In Dungeons & Dragons, celestials are the agents of benevolent gods, made by their masters to act as warriors, leaders, emissaries, liaisons with mortals, and overall to populate their domains in the Upper Planes. They are champions of good who battle the forces of chaos and evil from the Lower Planes and help uphold the faith of their deity on the mortal world. In spite of their close connection with the gods, celestials are unique individuals with specific personalities. Well-known instances encompass the angel Lumalia and Zariel from the Forgotten Realms world, the Lady of the Lake from the Greyhawk setting, and even Dame Aylin from the game Baldur’s Gate 3.
Celestial lore is notably less fleshed out in contrast to demonic entities.

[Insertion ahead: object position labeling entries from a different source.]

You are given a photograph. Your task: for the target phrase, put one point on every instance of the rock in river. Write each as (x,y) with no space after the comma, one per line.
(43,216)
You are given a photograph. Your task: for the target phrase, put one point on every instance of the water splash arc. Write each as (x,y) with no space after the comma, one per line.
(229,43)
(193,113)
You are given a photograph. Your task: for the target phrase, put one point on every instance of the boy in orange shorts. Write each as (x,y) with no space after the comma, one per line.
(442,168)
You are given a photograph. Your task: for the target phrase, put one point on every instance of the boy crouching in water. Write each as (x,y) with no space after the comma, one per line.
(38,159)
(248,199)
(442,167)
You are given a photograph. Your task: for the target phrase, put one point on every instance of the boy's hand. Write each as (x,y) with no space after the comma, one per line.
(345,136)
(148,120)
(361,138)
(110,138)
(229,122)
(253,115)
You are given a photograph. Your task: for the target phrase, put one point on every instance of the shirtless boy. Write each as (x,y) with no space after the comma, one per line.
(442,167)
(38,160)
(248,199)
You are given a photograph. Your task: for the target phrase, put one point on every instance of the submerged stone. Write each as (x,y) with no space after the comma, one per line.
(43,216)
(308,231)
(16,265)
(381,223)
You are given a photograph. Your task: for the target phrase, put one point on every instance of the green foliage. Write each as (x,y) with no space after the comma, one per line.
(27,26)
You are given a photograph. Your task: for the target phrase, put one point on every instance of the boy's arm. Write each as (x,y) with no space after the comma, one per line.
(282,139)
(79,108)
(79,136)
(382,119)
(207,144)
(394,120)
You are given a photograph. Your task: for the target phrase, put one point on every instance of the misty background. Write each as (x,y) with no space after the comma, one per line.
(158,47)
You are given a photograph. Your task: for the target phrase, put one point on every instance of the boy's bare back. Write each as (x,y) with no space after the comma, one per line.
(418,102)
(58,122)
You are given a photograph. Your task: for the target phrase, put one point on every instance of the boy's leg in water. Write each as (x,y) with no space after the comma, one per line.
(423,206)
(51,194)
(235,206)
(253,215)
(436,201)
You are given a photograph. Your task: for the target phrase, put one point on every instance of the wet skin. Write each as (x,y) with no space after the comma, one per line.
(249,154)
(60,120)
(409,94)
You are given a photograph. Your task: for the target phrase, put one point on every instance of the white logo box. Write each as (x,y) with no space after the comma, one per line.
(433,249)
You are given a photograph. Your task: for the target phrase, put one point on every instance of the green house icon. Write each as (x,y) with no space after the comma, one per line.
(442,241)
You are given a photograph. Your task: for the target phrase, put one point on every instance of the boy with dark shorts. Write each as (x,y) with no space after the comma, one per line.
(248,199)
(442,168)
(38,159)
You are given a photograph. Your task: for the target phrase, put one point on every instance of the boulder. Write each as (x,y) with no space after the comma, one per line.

The chaotic Abyss has ninety-nine levels of ever-growing disorder and lords of demons warring amongst themselves. The infernal Nine Hells are a version of the series Game of Thrones with more bloodshed and more engaging side stories. And that’s not even mentioning the Yugoloth. In the meantime, everything you need to know about celestial beings can be gleaned in an hour of wiki reading.

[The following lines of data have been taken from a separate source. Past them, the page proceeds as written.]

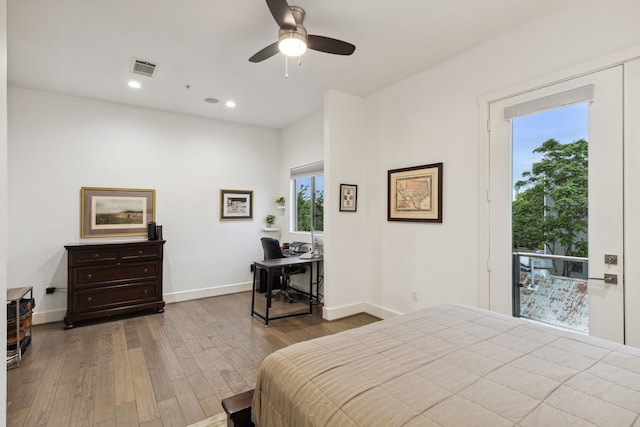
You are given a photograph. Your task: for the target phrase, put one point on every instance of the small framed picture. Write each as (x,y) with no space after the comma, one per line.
(109,212)
(348,198)
(415,193)
(236,204)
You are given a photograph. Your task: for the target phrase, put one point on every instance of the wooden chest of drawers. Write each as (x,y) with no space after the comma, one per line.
(109,279)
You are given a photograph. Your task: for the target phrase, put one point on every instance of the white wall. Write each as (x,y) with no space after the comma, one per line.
(433,117)
(349,266)
(3,193)
(58,144)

It’s not surprising that beings who look like angels from the Bible went underdeveloped. There are stories that Gary Gygax was uncomfortable about providing gamers game statistics for angels they could murder in their games, and even if celestials were subsequently developed with a bigger range of looks and roles, that problematic origin stunted their development. There’s also only so much what you can create for creatures that are designed to be servants of a god. Certainly, they have free will, but their narrative potential is limited. From that perspective, the antagonists have far greater liberty: They have defined superiors (Demon Lords, Infernal Dukes, and etc.) but they’re in the end fickle and chaotic creatures that can spin in a lot of directions without sacrificing their unique nature.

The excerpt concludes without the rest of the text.